Europe population decline map |
Albania is ranked among the 10 countries that will have the largest population decline in the world by 2050, according to a report by Visual Capitalist, which has processed United Nations data.
Albania's population is expected to shrink by 15.8% by 2050, according to the report, ranking tenth, after Bulgaria, Lithuania, Latvia, Ukraine, Serbia, Bosnia and Herzegovina, Croatia, Moldova, and Japan.
According to the tables of the United Nations, by 2050 the population of Albania is expected to decrease to 2.5 million inhabitants and by the year 2100 it will shrink to 1.1 million inhabitants.
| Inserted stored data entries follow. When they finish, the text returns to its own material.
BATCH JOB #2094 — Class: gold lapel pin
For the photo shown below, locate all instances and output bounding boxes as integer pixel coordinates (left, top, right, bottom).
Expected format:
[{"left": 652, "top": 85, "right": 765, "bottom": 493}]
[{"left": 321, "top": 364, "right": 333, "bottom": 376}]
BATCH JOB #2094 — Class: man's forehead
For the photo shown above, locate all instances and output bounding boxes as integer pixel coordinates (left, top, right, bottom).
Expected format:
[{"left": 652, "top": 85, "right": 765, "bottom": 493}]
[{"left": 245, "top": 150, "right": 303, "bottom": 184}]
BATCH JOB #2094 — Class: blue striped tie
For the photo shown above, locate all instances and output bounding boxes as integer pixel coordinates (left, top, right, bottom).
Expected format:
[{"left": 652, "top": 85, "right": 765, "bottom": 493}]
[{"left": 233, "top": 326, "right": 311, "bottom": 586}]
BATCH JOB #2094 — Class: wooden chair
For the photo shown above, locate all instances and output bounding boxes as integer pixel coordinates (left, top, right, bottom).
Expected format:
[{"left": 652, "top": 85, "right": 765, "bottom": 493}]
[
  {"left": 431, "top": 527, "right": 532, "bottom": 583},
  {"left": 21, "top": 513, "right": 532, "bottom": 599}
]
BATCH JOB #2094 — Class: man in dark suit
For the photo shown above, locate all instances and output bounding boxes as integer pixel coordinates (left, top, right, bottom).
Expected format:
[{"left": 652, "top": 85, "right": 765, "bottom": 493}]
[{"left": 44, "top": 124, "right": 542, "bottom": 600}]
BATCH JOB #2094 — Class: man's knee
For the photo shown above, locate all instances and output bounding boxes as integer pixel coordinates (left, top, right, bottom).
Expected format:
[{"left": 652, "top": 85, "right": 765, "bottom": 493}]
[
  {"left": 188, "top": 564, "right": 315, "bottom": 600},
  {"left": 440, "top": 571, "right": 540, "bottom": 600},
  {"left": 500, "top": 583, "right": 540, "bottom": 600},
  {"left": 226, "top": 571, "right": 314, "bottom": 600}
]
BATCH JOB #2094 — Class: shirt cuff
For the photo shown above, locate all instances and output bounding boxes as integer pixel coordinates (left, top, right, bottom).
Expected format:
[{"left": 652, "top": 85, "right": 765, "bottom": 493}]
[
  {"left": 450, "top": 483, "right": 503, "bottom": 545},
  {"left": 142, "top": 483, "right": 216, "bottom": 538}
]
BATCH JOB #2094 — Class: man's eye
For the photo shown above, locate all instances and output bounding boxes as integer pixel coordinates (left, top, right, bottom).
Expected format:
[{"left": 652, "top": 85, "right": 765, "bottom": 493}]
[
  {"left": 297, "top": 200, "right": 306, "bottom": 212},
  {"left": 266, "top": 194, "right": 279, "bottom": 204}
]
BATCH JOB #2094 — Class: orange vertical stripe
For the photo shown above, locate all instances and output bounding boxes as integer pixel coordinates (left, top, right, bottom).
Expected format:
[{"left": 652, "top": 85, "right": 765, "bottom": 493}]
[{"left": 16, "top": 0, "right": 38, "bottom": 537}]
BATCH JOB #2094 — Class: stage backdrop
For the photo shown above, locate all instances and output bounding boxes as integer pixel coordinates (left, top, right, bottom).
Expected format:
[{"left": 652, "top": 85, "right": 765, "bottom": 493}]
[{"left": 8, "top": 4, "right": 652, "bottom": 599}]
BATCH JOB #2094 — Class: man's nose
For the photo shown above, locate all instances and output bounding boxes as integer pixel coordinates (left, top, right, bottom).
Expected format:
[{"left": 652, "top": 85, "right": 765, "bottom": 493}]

The previous forecasts of the United Nations, in pessimistic scenarios, expected a population decline of up to 860 thousand inhabitants in the year 2100.
Report
Since the mid-1900s, the global population has followed an increasing trajectory, the report says. While most of this growth has been concentrated in China and India, researchers expect the next wave of growth to occur in Africa. As of 2019, for example, the average woman in Niger gives birth to over six children in her lifetime. At the opposite end of this spectrum are a number of countries that appear to be shrinking from a population perspective.
Many of these countries are located in or near Eastern Europe.
The first reason is the birth rate, which according to the Peterson Institute for International Economics (PIIE), has shrunk since the fall of the Soviet Union. Across the region, the average number of children per woman fell from 2.1 in 1988 to 1.2 by 1998.
Birth rates have recovered slightly since then, but not enough to offset deaths and emigration, which refers to citizens leaving their country to live elsewhere.
Eastern Europe saw several waves of immigration following the expansion of the European Union's (EU) borders in 2004 and 2007. PIIE reports that by 2016, 6.3 million Eastern Europeans resided in other EU states.